Living in Asia did wonders for my liking of vegetables, though. I can now eat green things—even like them. But when I traveled back to the States and ate a meal with my parents, Dad always teased. When I was a teenager, he’d say, “Gerrit, watch out—you missed an onion.” Well, on these trips home in my 30s and 40s, that phrase morphed into, “Gerrit, watch out—you might get an onion on your fork.” Dad teased me about it until I turned fifty, at which point Mom said, “That’s enough!” So for the last couple of years, I’ve been hassle-free when we get together for a meal.
That’s because now, I eat almost everything, and fast.

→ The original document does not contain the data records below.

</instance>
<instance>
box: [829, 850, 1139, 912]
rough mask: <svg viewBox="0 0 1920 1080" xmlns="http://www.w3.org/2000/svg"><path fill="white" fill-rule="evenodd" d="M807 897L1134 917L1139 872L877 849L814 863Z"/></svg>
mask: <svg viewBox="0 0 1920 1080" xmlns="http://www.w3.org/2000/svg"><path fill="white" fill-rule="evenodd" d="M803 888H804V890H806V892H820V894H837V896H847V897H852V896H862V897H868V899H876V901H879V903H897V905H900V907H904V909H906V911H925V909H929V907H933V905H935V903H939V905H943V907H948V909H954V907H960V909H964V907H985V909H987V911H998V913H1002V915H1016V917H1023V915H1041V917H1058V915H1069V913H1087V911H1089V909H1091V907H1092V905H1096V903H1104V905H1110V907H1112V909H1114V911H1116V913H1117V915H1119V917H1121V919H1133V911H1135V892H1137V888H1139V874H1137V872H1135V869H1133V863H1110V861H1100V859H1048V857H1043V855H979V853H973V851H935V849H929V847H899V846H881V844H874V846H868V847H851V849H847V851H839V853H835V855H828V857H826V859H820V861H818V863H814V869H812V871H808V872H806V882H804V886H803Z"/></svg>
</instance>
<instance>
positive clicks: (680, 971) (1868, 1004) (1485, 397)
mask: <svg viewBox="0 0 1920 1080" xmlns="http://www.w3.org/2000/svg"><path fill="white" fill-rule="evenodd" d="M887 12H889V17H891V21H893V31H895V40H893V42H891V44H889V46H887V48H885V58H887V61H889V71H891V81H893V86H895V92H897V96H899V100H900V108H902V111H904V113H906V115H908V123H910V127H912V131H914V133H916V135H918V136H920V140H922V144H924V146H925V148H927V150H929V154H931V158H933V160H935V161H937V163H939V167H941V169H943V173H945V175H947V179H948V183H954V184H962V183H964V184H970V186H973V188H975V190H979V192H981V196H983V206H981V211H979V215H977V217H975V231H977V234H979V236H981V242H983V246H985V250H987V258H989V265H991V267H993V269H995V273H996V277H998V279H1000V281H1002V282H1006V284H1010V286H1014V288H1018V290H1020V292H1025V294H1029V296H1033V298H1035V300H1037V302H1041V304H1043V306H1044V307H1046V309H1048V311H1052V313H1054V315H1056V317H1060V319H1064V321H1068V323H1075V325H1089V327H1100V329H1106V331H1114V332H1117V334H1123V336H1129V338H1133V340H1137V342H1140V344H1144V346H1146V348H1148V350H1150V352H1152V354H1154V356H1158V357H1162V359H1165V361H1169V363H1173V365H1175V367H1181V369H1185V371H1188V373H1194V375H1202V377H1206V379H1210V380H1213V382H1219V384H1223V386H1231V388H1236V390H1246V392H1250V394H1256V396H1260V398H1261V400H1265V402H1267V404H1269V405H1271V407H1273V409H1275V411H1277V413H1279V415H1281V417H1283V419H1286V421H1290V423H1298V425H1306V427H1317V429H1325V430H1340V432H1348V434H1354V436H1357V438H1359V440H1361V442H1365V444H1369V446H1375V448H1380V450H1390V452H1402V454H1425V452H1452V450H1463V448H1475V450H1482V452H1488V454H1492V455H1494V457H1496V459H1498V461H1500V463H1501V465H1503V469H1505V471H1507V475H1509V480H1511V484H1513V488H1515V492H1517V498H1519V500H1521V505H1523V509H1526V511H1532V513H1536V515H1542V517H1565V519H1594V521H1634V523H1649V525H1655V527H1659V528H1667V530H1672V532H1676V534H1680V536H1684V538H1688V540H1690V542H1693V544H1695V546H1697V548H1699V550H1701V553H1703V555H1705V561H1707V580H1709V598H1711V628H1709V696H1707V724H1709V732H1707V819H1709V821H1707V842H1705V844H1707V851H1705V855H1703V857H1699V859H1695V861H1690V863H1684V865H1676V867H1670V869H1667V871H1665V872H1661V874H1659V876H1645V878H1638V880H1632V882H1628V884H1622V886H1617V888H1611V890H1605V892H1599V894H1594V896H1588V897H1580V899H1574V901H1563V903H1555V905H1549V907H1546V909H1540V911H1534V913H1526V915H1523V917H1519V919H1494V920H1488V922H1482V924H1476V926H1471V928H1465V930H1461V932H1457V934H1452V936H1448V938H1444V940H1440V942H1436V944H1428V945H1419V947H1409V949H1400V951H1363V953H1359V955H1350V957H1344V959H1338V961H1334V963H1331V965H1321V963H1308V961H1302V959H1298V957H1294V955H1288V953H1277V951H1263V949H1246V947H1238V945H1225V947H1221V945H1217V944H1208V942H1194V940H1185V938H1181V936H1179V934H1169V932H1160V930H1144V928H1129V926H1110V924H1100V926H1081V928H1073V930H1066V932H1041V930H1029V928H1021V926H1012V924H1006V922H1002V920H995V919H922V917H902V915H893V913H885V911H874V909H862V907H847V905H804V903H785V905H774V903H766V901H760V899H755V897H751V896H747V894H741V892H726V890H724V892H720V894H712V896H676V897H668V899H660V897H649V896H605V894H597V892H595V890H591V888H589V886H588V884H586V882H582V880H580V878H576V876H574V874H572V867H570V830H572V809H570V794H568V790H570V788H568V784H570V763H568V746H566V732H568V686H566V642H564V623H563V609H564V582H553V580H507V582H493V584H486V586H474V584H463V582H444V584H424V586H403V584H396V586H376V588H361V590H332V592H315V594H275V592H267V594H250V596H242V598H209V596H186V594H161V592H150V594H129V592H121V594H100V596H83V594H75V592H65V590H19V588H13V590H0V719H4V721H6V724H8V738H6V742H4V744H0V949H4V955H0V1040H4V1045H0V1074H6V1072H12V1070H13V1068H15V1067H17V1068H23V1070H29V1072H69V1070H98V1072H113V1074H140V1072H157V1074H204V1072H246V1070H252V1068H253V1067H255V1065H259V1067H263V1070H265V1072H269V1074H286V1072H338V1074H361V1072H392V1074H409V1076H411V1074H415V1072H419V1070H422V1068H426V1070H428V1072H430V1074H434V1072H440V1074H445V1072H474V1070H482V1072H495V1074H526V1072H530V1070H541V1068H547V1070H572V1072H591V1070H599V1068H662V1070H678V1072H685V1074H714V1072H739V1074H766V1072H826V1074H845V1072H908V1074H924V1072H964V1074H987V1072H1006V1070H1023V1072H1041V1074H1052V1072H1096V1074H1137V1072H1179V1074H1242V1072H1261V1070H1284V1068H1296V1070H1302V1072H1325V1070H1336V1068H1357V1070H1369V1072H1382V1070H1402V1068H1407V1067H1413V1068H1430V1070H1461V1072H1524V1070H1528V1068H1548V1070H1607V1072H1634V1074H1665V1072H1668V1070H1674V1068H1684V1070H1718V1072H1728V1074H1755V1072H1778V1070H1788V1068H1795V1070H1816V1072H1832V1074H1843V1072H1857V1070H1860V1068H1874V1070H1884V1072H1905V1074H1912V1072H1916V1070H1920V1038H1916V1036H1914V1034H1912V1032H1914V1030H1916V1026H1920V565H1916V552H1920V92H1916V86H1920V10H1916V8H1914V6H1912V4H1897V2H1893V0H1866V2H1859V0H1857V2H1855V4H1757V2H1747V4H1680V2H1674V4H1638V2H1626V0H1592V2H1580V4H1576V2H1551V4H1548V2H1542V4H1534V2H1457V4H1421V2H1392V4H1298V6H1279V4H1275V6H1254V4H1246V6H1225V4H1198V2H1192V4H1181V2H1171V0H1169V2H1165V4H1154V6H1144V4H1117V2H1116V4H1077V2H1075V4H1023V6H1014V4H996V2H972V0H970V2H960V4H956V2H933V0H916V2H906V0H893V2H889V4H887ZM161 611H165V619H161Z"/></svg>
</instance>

I still have a couple of holdouts, but even on those, I’m giving up. I enjoy teasing my kids about not eating tomatoes, or mushrooms, or whatever, so in order to be on strong footing to tease them, I have to eat anything and everything. (Guess I got my dad's teasing gene--chip off the old block).
When I was young, I had to learn about lots of things that were not healthy for me to put in my mouth, like coins, rocks, leaves…and dog food. Now, I have to learn not to put things into my mouth—things that make my stomach extend over my belt. I feel like a little kid all over again who sneaks things into the mouth that shouldn’t go there—like chocolate, sourdough bread and butter (my favorite), potato chips, and in general, yummy things.
Oh, why oh why must we make such rules about what can and can’t go into our mouths????